Nia is nine years old. From an earliest age, she’s had a firm position on crucial life issues. Dancing is her biggest passion. Her very first performance actually took place on Trafalgar Square. A street musician invited her to dance with him and she did her utmost to mirror his every move, bringing wild cheers from the crowd of onlookers. That is how she earned her first 5 Pounds by honest work, which she decided to give to the clown. However, he explained to her that the money was the rightful, hard-earned reward for her performance. Nia learned her first lesson.

To make money, you have to put in some hard work.

And if you make money from something you love doing, the reward is even sweeter.

The second lesson came some time later. A river runs by the village where she would spend all her summer holidays, playing with the other kids who were there for the summer. This is where Nia learned to swim. But she learned something else, too – that it was up to the people to keep the rivers clean.  Realizing that in the river where she loved to swim, she constantly came across plastic bottles and that the plastic bag “decoration” of the river bank vegetation was spoiling her view, she organized a clean-up. Every summer, together with the kids staying with their grandparents, they would form a super-hero squad of nature saviours and clean up the trash.

“Because plastic is a horrible monster killing the fish and the whales.

Did you know there are whole islands of plastic in the ocean? They will gradually take over Earth. And we’ll have nowhere to live, we’ll be swamped in trash,” Nia explains in horror. And adds that 56% of the recycled plastic bottles go to make carpets and clothes.

A moment later she meets a strange little girl with ginger braids and curious, wide-open eyes in the park. “Who are you?” Nia asks in wonderment. “Plastoyadka. I live in the park and feed on what people leave for me in the yellow container.” “Oh, yes, I remember you. When I was little my mum once took me for a walk and that’s when I met you and your two brothers Hartoyad and Stukloyad, who feed on the trash people throw in the three color-coded containers – yellow, green, and blue,” Nia answers excitedly, eager to start the adventure.

Friendship is topmost in her value system. That was the third lesson.

Any goal is reachable with friends by your side.

In school, she organized a Friends Forever Club. And her friendship with Plastoyadka has a cause – together they can make the planet a cleaner and nicer place to live. They can save it from the trash. “My mum has told me that the trash thrown out in the general waste bins goes to landfill sites, which get full over time and we constantly need new ones.
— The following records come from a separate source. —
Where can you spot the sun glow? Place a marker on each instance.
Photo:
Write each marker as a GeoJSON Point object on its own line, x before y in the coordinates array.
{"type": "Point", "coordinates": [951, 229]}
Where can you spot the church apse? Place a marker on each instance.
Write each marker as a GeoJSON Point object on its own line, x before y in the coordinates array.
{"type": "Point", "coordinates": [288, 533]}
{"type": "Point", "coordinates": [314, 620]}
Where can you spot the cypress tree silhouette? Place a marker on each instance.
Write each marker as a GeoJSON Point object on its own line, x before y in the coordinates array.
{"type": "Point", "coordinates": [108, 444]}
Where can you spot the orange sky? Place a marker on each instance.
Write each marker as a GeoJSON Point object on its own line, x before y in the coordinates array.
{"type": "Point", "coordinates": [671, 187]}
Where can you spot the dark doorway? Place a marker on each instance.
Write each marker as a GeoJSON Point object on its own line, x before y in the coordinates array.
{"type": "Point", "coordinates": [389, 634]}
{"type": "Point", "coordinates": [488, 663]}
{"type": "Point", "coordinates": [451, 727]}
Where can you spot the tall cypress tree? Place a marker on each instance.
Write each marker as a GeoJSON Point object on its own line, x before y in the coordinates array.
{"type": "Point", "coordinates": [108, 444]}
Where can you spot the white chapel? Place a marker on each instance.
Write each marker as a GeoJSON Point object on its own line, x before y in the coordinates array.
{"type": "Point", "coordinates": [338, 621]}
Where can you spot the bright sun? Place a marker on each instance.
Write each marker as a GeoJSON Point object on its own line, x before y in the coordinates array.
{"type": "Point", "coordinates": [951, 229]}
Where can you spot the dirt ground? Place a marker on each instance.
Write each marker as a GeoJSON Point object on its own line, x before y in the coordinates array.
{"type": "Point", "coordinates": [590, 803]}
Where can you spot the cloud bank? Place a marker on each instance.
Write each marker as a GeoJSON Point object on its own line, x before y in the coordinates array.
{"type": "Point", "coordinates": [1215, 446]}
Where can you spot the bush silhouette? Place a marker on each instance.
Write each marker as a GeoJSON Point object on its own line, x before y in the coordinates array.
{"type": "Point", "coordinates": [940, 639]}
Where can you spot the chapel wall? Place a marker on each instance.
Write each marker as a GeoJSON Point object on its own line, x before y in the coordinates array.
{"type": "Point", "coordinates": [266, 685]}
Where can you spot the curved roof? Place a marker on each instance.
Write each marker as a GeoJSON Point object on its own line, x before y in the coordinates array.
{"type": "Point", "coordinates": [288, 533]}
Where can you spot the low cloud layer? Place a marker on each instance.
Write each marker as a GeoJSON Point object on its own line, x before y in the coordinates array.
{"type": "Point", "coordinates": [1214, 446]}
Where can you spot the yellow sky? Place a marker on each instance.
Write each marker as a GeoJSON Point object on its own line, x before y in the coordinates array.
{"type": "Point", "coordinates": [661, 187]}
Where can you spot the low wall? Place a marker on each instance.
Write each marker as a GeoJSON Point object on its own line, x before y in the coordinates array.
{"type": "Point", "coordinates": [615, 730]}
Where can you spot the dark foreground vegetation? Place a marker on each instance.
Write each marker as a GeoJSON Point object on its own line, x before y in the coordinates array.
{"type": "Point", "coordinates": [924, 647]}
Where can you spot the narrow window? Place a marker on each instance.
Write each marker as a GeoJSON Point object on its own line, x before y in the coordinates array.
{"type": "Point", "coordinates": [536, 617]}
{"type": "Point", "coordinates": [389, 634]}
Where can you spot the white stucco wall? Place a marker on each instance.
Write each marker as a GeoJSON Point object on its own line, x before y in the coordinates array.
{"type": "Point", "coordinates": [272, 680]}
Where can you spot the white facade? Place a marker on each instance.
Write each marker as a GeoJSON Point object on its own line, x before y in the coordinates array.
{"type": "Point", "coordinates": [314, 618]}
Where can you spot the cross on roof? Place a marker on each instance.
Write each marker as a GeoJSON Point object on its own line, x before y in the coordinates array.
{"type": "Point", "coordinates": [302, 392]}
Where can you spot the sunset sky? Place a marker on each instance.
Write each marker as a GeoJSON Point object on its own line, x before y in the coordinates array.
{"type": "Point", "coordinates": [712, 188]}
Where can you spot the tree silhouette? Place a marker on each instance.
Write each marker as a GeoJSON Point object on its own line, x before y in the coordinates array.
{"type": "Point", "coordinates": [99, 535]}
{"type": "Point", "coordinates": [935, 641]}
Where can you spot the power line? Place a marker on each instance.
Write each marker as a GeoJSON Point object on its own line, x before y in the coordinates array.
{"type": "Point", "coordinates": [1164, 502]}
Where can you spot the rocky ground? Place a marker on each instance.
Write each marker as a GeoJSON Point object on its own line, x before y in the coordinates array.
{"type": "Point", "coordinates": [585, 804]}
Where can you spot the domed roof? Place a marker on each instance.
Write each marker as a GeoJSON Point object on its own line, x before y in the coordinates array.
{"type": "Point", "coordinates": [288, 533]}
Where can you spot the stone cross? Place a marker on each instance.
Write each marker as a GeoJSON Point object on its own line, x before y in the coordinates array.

But if you throw it in the color-coded containers the waste is recycled and made into something else that gets used again. That is why we collect waste separately at home. And then we throw out plastic in the yellow container – to feed Plastoyadka; paper goes into the blue container, and glass, in the green one,” Nia explains. Her mum admits that after that meeting in the park Nia has become so strict that if anyone in the family should throw something in the wrong container, she makes them go back and correct their mistake. Now she has decided

to organize the placement of color-coded containers in her school,

in order to do one more thing for our planet.

If you, too, would like your children to meet the park characters Hartoyad, Stukloyad and Plastoyadka, take them to the puppet show “A Tale of Brave Little Empty-Bellied Heroes”.

Up to now, over 5,700 children across the country have seen the show. It has been staged as part of the educational mission of ECOPACK Bulgaria – to raise awareness and teach grown-ups and kids alike about separate packaging waste collection and recycling.


Did you know?

  • Energy saved by recycling a single plastic bottle is enough to power your computer for 25 minutes.
  • It takes 5 PET bottles to make 1 sq. m of polyester carpet, 1 XXL t-shirt, or the filling for a ski jacket.
  • It takes 400 years for plastic to break down in landfills.